Let’s get into it. Starting off, this has the familiar neon yellow bottle cap “warning label” like Dogfish Head’s 120 Min IPA (15-20% ABV) and Raison d’Extra (15-18%). That warning cap should almost be a safety requirement given the high ABV of these beers. Stick some of these in the fridge at a party, and your unsuspecting beer drinker could be getting the equivalent of four standard alcoholic drinks in one beer bottle.

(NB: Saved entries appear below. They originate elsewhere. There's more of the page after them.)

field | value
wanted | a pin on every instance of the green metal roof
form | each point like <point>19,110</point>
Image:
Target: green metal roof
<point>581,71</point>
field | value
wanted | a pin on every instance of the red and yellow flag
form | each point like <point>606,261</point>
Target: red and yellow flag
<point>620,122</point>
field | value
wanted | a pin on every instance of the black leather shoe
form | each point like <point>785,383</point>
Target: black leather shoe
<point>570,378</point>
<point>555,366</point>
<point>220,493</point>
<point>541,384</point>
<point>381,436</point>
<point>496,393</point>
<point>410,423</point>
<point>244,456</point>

Into the snifter, this version of WWS is clear brown while pouring and looks inky black in the glass. Minimal tan foam rises up with weak head retention – that’s normal for barrel-aged stouts in my experience. The aroma begins with hints of vanilla, but it’s more just starchy like a sweet potato and not very intense. Take a sip, and this beer is just thin and watery. That doesn’t make any sense, so I give this beer the works trying out different glassware, pairing with crackers and cheeses, letting it aerate and warm up, taking long breaks in between samples. It doesn’t help. Somehow there is no body left in this beer here as the sugar is all gone and the barrel aging has transformed the beer into an over-oaked, tannic mess. What you are left with isn’t even that boozy, but it is watery – thinned out from all the alcohol – with harsher barrel flavors of mildew and wet earth. There’s an acrid acidity in the finish that I’ll blame on all the roasted malt and roasted barley additions that no longer have any sugar for balance. It’s a sipper, but each sip keeps doubling down on that watery, acrid flavor.
It’s tough to enjoy. So this holiday season, I would recommend passing on this one.